Utilities and vendors “are gravitating toward” open standards and Open Charge Point Protocol (OCPP), Jones wrote. OCPP allows drivers to charge at any participating vendor’s station without compromising proprietary data in the same way that different vendors’ cell phones can connect with each other. It was developed through the globally-based Open Charge Allianceand has been demonstrated internationally to be flexible and secure.

“If the federal government is unwilling to act, states need to do so,” Jones said. It would not resolve the issue nationally, but state commissions could begin the process by requiring utilities to specify in solicitations that charger providers use OCPP to make their networks interoperable.

“Waiting for the market to get the system in place and scale it will not work. Utilities have to start investing and commissions have to take the lead.”

Philip B. Jones

Executive director, Alliance for Transportation Electrification

Southern California Edison is building a $22 million, 3,500 plug make-ready pilot and has proposed a $760 million, 48,000 plug make-ready build-out. Private providers will install all chargers, SCE President Ron Nichols told Utility Dive.

But SCE’s solicitation requires bidders to use interoperable systems that include the open standards and protocols Jones is calling for, Nichols said. “As we get more charging infrastructure in place, this will ameliorate concerns about interoperability.”

In Avista’s early pilots, it has solicited partnerships with private providers specifically to assure network interoperability through open communication protocols like OCPP, Avista’s electric transportation manager, Randall Farley, emailed Utility Dive.

Ideally, the industry would select one of the three types of DCFC connectors now in use and one from among the current variety of user-charger station interfaces to further improve the customer experience, he added.
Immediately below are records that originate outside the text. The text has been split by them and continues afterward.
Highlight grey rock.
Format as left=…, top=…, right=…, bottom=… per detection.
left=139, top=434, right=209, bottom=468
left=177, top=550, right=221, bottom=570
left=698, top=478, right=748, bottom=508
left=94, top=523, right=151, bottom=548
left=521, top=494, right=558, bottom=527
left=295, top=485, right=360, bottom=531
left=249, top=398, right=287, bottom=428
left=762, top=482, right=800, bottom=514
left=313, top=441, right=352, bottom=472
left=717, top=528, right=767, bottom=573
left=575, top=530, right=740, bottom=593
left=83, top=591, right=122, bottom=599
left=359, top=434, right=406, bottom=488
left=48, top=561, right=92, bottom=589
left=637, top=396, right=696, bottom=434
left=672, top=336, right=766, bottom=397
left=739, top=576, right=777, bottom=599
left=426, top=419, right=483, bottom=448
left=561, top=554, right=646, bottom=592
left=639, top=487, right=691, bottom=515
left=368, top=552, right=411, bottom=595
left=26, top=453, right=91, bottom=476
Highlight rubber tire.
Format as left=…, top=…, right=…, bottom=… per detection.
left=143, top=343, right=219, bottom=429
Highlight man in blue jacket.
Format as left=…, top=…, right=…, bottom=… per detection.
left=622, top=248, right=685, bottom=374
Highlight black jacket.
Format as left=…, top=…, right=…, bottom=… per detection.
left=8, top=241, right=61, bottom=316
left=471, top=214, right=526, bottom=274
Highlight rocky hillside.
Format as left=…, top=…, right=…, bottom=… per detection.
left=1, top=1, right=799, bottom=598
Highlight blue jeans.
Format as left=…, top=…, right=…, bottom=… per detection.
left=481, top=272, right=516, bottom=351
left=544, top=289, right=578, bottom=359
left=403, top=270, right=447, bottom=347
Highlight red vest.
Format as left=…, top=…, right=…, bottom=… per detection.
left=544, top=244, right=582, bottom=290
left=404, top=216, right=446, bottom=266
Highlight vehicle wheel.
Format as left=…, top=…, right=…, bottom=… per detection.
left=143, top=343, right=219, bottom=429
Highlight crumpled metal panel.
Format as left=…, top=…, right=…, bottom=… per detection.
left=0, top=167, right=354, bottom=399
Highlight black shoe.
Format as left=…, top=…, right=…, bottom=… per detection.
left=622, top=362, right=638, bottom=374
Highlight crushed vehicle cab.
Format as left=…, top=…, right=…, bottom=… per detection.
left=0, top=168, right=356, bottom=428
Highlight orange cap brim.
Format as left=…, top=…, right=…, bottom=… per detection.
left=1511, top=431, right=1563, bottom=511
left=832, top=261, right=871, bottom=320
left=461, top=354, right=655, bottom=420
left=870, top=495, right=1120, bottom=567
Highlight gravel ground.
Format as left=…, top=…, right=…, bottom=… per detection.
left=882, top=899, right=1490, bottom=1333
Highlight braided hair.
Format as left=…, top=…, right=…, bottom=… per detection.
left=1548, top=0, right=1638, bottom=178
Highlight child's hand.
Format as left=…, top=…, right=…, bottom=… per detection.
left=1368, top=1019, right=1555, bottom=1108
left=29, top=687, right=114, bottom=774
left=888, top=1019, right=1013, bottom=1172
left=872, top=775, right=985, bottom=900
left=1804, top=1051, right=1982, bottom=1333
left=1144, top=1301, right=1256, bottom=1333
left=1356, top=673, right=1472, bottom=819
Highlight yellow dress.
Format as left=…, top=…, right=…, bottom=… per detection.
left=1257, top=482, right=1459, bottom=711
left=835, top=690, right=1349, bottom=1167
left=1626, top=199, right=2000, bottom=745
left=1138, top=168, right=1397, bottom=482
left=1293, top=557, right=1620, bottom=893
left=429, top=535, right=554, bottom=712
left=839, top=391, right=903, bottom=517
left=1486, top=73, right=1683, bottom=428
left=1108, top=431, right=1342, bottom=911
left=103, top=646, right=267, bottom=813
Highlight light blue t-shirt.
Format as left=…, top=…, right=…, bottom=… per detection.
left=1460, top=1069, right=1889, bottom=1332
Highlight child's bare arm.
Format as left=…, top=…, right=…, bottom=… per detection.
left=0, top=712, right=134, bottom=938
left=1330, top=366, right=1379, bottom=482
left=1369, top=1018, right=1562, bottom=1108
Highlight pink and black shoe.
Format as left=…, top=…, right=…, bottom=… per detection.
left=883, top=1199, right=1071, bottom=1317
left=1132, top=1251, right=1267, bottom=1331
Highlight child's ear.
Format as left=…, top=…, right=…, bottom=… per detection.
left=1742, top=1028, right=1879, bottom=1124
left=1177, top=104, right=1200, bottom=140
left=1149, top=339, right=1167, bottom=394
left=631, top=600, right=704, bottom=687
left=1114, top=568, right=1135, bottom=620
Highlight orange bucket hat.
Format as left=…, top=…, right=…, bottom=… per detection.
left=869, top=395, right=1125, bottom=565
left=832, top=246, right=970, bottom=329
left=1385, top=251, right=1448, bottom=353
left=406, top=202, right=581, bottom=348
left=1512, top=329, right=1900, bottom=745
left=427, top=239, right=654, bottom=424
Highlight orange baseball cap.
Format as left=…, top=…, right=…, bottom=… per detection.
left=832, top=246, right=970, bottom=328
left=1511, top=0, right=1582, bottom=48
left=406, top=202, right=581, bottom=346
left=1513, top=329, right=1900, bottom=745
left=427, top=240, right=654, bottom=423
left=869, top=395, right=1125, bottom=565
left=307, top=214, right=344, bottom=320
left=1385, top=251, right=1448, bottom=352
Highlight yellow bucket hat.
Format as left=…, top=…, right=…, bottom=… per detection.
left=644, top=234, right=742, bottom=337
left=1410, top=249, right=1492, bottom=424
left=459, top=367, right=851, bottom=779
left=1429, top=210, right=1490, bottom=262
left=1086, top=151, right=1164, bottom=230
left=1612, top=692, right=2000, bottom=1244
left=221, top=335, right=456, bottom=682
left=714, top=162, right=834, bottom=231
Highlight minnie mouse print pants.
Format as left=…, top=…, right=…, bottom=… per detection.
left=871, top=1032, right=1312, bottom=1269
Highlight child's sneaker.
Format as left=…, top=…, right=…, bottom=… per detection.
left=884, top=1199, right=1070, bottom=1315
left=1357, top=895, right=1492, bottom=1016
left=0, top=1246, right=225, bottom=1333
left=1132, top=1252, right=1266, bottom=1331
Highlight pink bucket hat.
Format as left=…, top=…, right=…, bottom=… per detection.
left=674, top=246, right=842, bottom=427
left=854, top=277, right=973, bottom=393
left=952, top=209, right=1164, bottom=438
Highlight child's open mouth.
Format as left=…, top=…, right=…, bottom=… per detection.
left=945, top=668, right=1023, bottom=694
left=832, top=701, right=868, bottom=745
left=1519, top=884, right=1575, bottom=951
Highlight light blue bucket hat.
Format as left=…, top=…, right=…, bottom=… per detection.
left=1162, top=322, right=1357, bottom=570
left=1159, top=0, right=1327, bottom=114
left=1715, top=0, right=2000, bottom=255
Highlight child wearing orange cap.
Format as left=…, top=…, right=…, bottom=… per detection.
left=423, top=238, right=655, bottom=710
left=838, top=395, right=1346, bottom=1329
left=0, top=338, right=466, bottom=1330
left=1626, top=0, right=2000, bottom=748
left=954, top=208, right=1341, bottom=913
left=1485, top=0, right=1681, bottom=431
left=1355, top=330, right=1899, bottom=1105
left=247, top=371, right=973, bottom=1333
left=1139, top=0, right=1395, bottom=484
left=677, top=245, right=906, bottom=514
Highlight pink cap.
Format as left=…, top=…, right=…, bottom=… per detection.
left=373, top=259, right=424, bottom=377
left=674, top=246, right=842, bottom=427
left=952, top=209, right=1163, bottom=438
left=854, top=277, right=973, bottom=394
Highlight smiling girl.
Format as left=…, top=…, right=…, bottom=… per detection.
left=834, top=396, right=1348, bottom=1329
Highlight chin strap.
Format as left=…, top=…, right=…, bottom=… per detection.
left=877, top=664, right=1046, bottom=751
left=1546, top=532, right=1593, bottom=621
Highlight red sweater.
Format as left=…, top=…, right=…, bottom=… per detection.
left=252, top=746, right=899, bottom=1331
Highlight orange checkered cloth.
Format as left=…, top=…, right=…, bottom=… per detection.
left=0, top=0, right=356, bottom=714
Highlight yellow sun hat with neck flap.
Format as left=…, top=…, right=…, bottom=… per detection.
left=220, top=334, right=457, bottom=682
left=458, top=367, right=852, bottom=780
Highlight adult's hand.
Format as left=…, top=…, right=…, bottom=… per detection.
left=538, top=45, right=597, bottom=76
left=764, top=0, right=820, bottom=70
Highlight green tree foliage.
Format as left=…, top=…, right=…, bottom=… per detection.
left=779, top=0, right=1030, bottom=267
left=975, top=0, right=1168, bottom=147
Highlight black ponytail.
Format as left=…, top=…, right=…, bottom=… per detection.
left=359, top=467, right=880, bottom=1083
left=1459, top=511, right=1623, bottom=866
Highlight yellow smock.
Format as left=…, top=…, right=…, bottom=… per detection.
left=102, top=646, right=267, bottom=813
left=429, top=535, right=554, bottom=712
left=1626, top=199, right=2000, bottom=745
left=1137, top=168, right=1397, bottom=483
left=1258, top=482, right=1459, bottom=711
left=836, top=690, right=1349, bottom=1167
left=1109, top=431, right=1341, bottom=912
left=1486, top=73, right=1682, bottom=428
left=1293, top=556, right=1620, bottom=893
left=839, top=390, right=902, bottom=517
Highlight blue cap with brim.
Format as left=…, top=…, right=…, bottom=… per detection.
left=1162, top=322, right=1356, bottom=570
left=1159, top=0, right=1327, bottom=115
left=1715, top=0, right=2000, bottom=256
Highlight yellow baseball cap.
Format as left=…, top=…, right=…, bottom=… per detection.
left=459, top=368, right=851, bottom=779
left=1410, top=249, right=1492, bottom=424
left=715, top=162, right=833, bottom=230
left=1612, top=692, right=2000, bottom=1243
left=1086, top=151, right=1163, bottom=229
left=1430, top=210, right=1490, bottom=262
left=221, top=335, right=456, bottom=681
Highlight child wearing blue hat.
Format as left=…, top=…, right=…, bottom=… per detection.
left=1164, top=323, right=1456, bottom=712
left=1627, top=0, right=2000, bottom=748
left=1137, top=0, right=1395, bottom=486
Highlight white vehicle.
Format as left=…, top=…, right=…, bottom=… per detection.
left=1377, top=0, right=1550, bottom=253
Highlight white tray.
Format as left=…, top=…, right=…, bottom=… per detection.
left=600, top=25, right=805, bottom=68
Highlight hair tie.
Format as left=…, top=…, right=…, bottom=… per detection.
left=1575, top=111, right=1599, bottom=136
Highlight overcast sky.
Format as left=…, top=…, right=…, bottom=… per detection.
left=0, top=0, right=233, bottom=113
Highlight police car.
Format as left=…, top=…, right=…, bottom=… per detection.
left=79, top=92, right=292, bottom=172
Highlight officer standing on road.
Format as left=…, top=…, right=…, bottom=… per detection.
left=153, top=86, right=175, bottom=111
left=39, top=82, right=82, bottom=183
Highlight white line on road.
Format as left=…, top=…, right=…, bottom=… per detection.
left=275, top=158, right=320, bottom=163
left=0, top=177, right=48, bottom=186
The electric power and automotive industries are at a tipping point, Jones said. “Waiting for the market to get the system in place and scale it will not work. Utilities have to start investing and commissions have to take the lead.”

The most important DER

In California, which leads the U.S. in EV use and charging station deployments but still has a very low share of the car market, “EVgo has dispensed over 1 GWh each month for the last 12 months,” Levy said. As carmakers introduce new models and charging infrastructure becomes more common, “the numbers will grow.”

Executives and regulators reluctant to support investment in transportation could cost utilities customers if they miss out on this “huge opportunity to fuel the transportation future,” Jones wrote.

They should instead be “planning the necessary infrastructure upgrades and doing the necessary cost-benefit analyses,” he added. “This is not just about load growth, it is about an asset to utility distribution systems that can absorb renewables over-generation and meet system demand spikes. It is about utility access to what could be the grid of the future’s most important DER.”